MySQL – Optimizing Query for Large Number of Rows

indexMySQLperformanceperformance-tuning

I have the following database table in MySQL :

enter image description here

and is running the following query

SELECT `scratch_tickets`.`id` AS ticket_id, `scratch_tickets`.`created_at`, `scratch_tickets`.`prize_type`, `scratch_tickets`.`prize`, `scratch_tickets`.`is_win`, `scratch_tickets`.`game_id` FROM (`scratch_tickets`)  WHERE `scratch_tickets`.`created_at` >='2015-02-12 00:00:00' and created_at<='2015-02-18 23:59:59' AND `scratch_tickets`.`status` = 4 LIMIT 50;

Now the EXPLAIN is giving following results

enter image description here

The query is taking almost 35 seconds to execute and when I use this with PHP, it is getting timed out. Here I think the indexes being utilized. How can I optimize this for a better performance ?

The table already have 25708614 records.

Best Answer

Your query:

SELECT scratch_tickets.id AS ticket_id, 
       -- more columns
FROM (scratch_tickets)  
WHERE scratch_tickets.created_at >='2015-02-12 00:00:00' 
  AND created_at <= '2015-02-18 23:59:59' 
  AND scratch_tickets.status = 4 
LIMIT 50 ;

needs a simple index on (status, created_at):

ALTER TABLE scratch_tickets
  ADD INDEX status_created_at_idx         -- pick a name for the index
  (status, created_at) ;

After testing that the query is using the new index and is more efficient, you can probably drop the old status index. ("probably" because you may have some rare query that profits a lot from a (status) index but is slow when using the (status, created_at) one.)

Some more notes:

  • Having LIMIT without ORDER BY is a recipe for indeterminate results. Always use ORDER BY so you are in control of which (50) rows will be chosen for return (unless you really don't mind semi-random results or there are serious performance issues).
  • Also note that adding or changing the ORDER BY expression may affect performance. For the specific query, the index will be used effectively if you have ORDER BY created_at or ORDER BY created_at DESC or ORDER BY created_at, ticket_id.
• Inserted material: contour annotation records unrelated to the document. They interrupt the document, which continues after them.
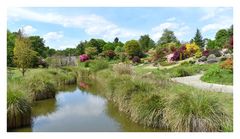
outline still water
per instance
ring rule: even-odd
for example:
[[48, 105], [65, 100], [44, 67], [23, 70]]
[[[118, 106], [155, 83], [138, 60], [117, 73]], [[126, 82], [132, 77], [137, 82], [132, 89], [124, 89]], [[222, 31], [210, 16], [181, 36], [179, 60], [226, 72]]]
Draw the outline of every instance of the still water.
[[105, 98], [72, 86], [59, 91], [55, 99], [33, 105], [32, 125], [14, 131], [33, 132], [156, 132], [159, 129], [136, 124]]

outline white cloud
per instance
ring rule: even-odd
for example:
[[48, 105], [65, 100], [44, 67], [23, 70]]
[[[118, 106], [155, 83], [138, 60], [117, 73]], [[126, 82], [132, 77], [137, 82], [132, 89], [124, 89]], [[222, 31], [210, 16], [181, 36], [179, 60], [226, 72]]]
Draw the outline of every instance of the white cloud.
[[218, 23], [212, 23], [212, 24], [207, 24], [205, 26], [202, 27], [202, 32], [209, 32], [209, 31], [213, 31], [213, 30], [219, 30], [219, 29], [223, 29], [223, 28], [229, 28], [230, 25], [229, 24], [218, 24]]
[[176, 21], [176, 17], [168, 18], [167, 21], [169, 21], [169, 22]]
[[219, 29], [229, 28], [233, 24], [233, 16], [229, 15], [232, 8], [206, 8], [203, 9], [204, 16], [200, 19], [206, 22], [201, 31], [203, 33], [216, 32]]
[[63, 38], [62, 32], [48, 32], [47, 34], [43, 35], [44, 40], [46, 41], [55, 41]]
[[190, 27], [187, 26], [185, 23], [165, 22], [152, 28], [151, 37], [153, 38], [153, 40], [157, 41], [162, 36], [164, 29], [174, 31], [174, 34], [178, 38], [182, 38], [182, 36], [190, 32]]
[[23, 33], [27, 34], [27, 35], [31, 35], [31, 34], [33, 34], [34, 32], [37, 31], [37, 29], [35, 29], [34, 27], [32, 27], [30, 25], [24, 26], [22, 28], [22, 30], [23, 30]]
[[36, 13], [23, 8], [14, 8], [8, 11], [9, 18], [28, 19], [51, 24], [58, 24], [64, 27], [83, 29], [88, 35], [100, 36], [112, 40], [115, 37], [136, 37], [141, 32], [121, 28], [116, 24], [97, 15], [63, 16], [54, 13]]
[[201, 21], [209, 20], [216, 18], [217, 16], [221, 15], [222, 13], [228, 11], [229, 8], [204, 8], [203, 13], [204, 15], [200, 18]]

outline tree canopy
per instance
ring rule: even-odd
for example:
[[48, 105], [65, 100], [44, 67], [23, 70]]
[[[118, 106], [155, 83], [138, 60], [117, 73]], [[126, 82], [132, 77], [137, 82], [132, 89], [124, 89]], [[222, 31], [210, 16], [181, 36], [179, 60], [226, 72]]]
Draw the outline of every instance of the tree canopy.
[[158, 45], [164, 45], [167, 43], [179, 43], [177, 37], [174, 35], [174, 32], [168, 29], [164, 29], [161, 38], [158, 40]]

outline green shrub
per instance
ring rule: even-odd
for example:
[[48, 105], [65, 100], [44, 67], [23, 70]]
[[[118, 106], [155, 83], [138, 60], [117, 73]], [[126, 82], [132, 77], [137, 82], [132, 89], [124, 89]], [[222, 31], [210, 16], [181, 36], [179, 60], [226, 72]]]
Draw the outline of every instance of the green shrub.
[[106, 69], [109, 67], [109, 64], [107, 61], [104, 61], [104, 60], [95, 60], [91, 63], [90, 65], [90, 69], [93, 71], [93, 72], [97, 72], [97, 71], [100, 71], [100, 70], [103, 70], [103, 69]]
[[233, 84], [231, 70], [222, 69], [219, 65], [211, 66], [201, 77], [201, 80], [209, 83]]
[[177, 93], [166, 105], [165, 123], [173, 131], [213, 132], [231, 125], [221, 100], [207, 92]]
[[113, 71], [118, 74], [132, 74], [133, 69], [130, 64], [119, 63], [113, 66]]
[[34, 76], [27, 80], [28, 90], [33, 100], [43, 100], [48, 98], [54, 98], [56, 87], [54, 84], [44, 77]]
[[175, 77], [185, 77], [192, 75], [191, 69], [187, 68], [177, 68], [175, 70]]
[[8, 88], [7, 93], [7, 128], [18, 128], [31, 124], [31, 105], [25, 95]]

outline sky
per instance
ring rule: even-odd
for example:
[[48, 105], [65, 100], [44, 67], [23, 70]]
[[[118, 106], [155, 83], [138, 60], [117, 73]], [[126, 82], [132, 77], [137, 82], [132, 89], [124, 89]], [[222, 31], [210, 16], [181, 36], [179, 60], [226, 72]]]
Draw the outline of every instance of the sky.
[[81, 7], [9, 8], [10, 31], [22, 29], [39, 35], [54, 49], [74, 48], [80, 41], [100, 38], [125, 42], [148, 34], [157, 41], [164, 29], [174, 31], [180, 41], [191, 40], [196, 29], [213, 39], [219, 29], [233, 24], [230, 7]]

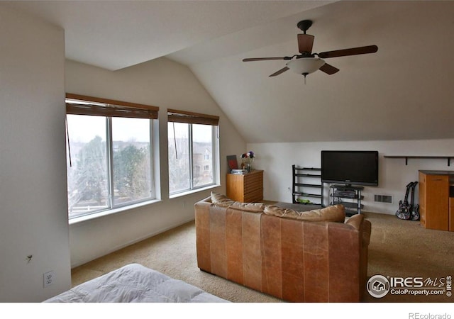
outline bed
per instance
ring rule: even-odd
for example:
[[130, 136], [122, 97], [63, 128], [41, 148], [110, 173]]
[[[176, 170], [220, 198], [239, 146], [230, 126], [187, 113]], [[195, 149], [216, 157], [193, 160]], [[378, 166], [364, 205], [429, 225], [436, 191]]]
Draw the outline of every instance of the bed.
[[225, 299], [139, 264], [78, 285], [45, 303], [223, 303]]

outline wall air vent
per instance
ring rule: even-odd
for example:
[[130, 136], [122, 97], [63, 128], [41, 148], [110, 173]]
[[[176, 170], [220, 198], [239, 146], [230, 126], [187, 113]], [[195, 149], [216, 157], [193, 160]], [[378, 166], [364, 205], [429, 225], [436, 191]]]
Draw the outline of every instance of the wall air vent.
[[374, 201], [379, 203], [392, 203], [392, 196], [390, 195], [374, 195]]

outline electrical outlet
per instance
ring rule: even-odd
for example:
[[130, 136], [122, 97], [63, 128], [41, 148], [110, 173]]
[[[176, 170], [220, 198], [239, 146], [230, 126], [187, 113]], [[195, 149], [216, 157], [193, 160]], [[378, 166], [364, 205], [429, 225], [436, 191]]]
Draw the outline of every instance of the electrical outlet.
[[54, 282], [54, 279], [55, 279], [54, 272], [50, 271], [50, 272], [46, 272], [43, 275], [43, 278], [44, 280], [44, 288], [48, 286], [50, 286]]

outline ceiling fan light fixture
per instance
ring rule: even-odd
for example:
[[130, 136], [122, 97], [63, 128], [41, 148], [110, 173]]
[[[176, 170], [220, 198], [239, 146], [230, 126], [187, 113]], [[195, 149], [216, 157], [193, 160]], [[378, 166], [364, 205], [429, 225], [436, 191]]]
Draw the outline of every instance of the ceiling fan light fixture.
[[306, 77], [320, 69], [324, 64], [325, 61], [319, 57], [301, 57], [292, 60], [286, 65], [294, 72]]

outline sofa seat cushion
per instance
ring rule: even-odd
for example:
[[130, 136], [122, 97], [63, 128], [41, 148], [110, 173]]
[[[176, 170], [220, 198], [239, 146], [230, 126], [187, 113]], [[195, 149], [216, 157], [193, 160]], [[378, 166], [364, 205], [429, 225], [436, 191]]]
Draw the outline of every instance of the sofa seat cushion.
[[294, 218], [307, 221], [326, 221], [343, 223], [345, 220], [345, 208], [343, 205], [333, 205], [321, 209], [298, 211], [275, 205], [266, 205], [263, 213], [267, 215]]
[[262, 213], [265, 209], [263, 203], [241, 203], [233, 201], [225, 195], [211, 192], [211, 203], [216, 206], [238, 209], [251, 213]]

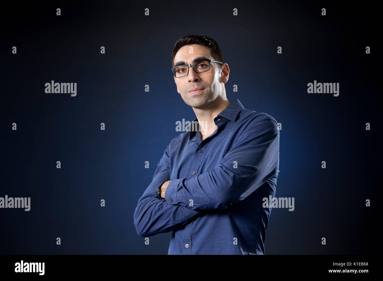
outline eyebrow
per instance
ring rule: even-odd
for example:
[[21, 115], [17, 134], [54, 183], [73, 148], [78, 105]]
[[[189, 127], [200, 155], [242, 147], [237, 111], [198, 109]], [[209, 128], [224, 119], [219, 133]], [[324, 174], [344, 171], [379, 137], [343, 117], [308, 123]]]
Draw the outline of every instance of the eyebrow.
[[[200, 60], [210, 60], [210, 58], [208, 58], [206, 57], [198, 57], [196, 58], [192, 62], [192, 63], [194, 63], [195, 62], [199, 62]], [[174, 65], [173, 67], [176, 67], [179, 66], [180, 65], [184, 65], [188, 64], [186, 63], [186, 62], [183, 60], [182, 60], [180, 62], [178, 62], [177, 63]]]

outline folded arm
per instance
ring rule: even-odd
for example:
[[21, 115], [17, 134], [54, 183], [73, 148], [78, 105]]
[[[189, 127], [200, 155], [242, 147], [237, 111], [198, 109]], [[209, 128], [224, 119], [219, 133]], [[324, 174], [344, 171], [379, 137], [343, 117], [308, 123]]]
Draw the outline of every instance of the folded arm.
[[270, 117], [254, 119], [216, 168], [170, 182], [165, 193], [166, 202], [192, 210], [226, 209], [279, 171], [276, 171], [279, 154], [277, 122]]
[[183, 227], [205, 212], [170, 205], [158, 197], [158, 188], [170, 179], [169, 146], [158, 164], [152, 182], [138, 200], [133, 214], [137, 234], [141, 237], [169, 232]]

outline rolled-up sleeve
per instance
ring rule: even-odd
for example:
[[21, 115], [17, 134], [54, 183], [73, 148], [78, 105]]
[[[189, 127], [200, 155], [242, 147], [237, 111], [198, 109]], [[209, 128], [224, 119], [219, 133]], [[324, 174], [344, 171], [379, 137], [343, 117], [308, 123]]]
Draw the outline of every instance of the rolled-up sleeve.
[[166, 202], [193, 210], [226, 209], [277, 173], [279, 155], [277, 123], [270, 117], [255, 118], [216, 168], [172, 180], [165, 193]]
[[159, 198], [158, 187], [170, 179], [169, 146], [158, 163], [152, 182], [139, 199], [133, 214], [137, 234], [142, 237], [182, 227], [204, 213], [181, 206], [169, 205], [165, 199]]

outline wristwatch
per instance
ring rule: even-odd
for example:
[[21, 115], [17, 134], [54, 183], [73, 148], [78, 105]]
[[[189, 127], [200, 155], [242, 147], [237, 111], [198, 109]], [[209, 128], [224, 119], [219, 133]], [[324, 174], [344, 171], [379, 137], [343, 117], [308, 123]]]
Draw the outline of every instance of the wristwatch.
[[158, 187], [158, 198], [160, 199], [162, 198], [161, 197], [161, 187], [162, 186], [162, 185], [161, 185], [159, 187]]

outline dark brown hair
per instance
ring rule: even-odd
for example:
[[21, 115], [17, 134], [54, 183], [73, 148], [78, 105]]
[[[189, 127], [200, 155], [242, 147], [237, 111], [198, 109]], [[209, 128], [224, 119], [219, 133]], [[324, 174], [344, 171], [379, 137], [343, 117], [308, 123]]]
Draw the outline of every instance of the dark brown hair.
[[222, 63], [223, 64], [223, 56], [221, 48], [217, 42], [212, 38], [205, 35], [188, 35], [184, 36], [178, 39], [174, 47], [173, 48], [173, 52], [172, 53], [172, 66], [174, 65], [174, 57], [182, 47], [187, 45], [192, 44], [198, 44], [203, 46], [206, 46], [210, 49], [211, 56], [214, 60]]

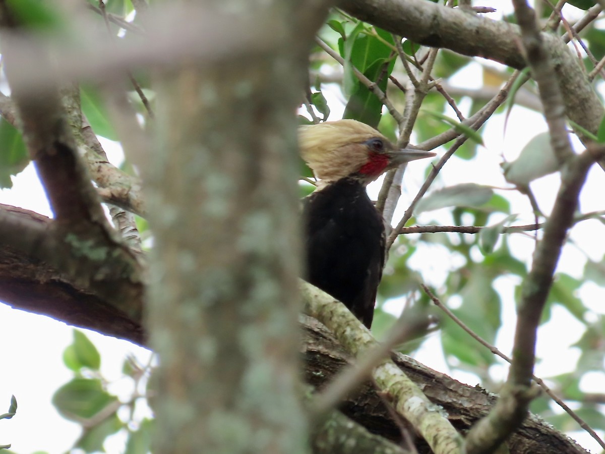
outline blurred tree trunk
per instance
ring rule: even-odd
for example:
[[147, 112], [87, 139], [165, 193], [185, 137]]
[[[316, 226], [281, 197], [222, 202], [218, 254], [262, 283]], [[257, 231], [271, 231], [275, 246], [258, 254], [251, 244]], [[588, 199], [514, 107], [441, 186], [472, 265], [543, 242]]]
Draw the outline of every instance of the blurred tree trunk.
[[157, 147], [139, 163], [154, 235], [148, 326], [161, 363], [157, 453], [306, 450], [295, 393], [292, 113], [307, 46], [287, 30], [295, 19], [288, 0], [266, 15], [260, 2], [231, 3], [250, 20], [276, 24], [259, 24], [270, 45], [244, 41], [237, 58], [186, 62], [164, 74]]

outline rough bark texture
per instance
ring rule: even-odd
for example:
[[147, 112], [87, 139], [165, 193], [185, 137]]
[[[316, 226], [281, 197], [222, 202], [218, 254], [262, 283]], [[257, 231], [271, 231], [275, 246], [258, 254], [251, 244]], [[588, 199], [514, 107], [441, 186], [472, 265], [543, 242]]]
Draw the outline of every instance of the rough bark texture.
[[[483, 57], [520, 69], [526, 66], [515, 25], [468, 14], [425, 0], [340, 0], [339, 5], [355, 17], [425, 45]], [[543, 33], [566, 113], [593, 133], [598, 129], [603, 107], [578, 59], [560, 37]]]
[[[0, 249], [0, 276], [2, 291], [0, 298], [11, 301], [13, 307], [137, 343], [141, 343], [139, 340], [145, 337], [140, 324], [121, 314], [112, 314], [101, 299], [60, 281], [51, 269], [31, 263], [21, 255], [12, 254], [7, 248]], [[24, 277], [22, 280], [20, 276]], [[28, 298], [28, 295], [33, 297]], [[306, 317], [302, 324], [304, 375], [309, 383], [321, 387], [348, 363], [351, 357], [317, 321]], [[131, 331], [129, 326], [132, 327]], [[431, 401], [445, 409], [450, 420], [460, 430], [467, 430], [486, 414], [495, 402], [497, 396], [479, 386], [462, 384], [405, 355], [394, 355], [394, 359], [410, 378], [422, 387]], [[396, 442], [401, 442], [400, 427], [370, 384], [364, 385], [358, 393], [349, 396], [341, 409], [371, 432]], [[325, 437], [325, 434], [322, 436]], [[355, 441], [349, 442], [355, 443]], [[428, 452], [424, 441], [417, 438], [415, 442], [420, 452]], [[521, 429], [510, 438], [508, 446], [512, 454], [587, 452], [535, 416], [526, 419]]]
[[291, 41], [289, 1], [266, 10], [260, 3], [238, 7], [243, 17], [272, 18], [274, 26], [256, 33], [273, 34], [274, 47], [215, 67], [185, 62], [165, 74], [157, 149], [137, 163], [154, 232], [148, 302], [150, 343], [161, 358], [157, 453], [306, 451], [296, 391], [291, 113], [307, 49]]
[[[330, 333], [315, 319], [305, 318], [303, 326], [304, 340], [302, 350], [306, 377], [312, 384], [321, 387], [351, 358]], [[479, 386], [473, 387], [461, 383], [405, 355], [393, 354], [392, 357], [431, 401], [443, 408], [450, 421], [462, 432], [466, 431], [477, 419], [486, 415], [497, 398], [495, 395]], [[358, 392], [350, 395], [343, 403], [341, 410], [371, 432], [397, 442], [402, 441], [401, 426], [393, 421], [383, 398], [376, 393], [371, 384], [364, 385]], [[511, 454], [587, 452], [534, 415], [526, 419], [506, 445]], [[416, 439], [416, 446], [420, 453], [431, 452], [422, 440]]]
[[[0, 211], [45, 226], [51, 222], [46, 216], [10, 205], [0, 204]], [[7, 244], [0, 245], [0, 301], [139, 345], [146, 341], [140, 319], [117, 310], [102, 295], [79, 287], [36, 257]], [[142, 306], [142, 301], [134, 303]]]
If a different column or expression is used, the efficiency may not be as good.
  • Instead of inclusive (>= and <= - or BETWEEN) it's easier and less error-prone to use inclusive-exclusive ranges for datetime types. This way, you don't care much if the type is DATE, DATETIME or TIMESTAMP or if it has second, millisecond or microsecond accuracy.
  • Queries are more clear with aliases. See a rewrite:

    SELECT st.id AS ticket_id, 
           -- more columns
    FROM scratch_tickets AS st
    WHERE at.created_at >= '2015-02-12 00:00:00'       -- you could even use '2015-02-12'
      AND st.created_at <  '2015-02-19 00:00:00'       -- notice the   < 
      AND st.status = 4 
    ORDER BY <some_expression>
    LIMIT 50 ;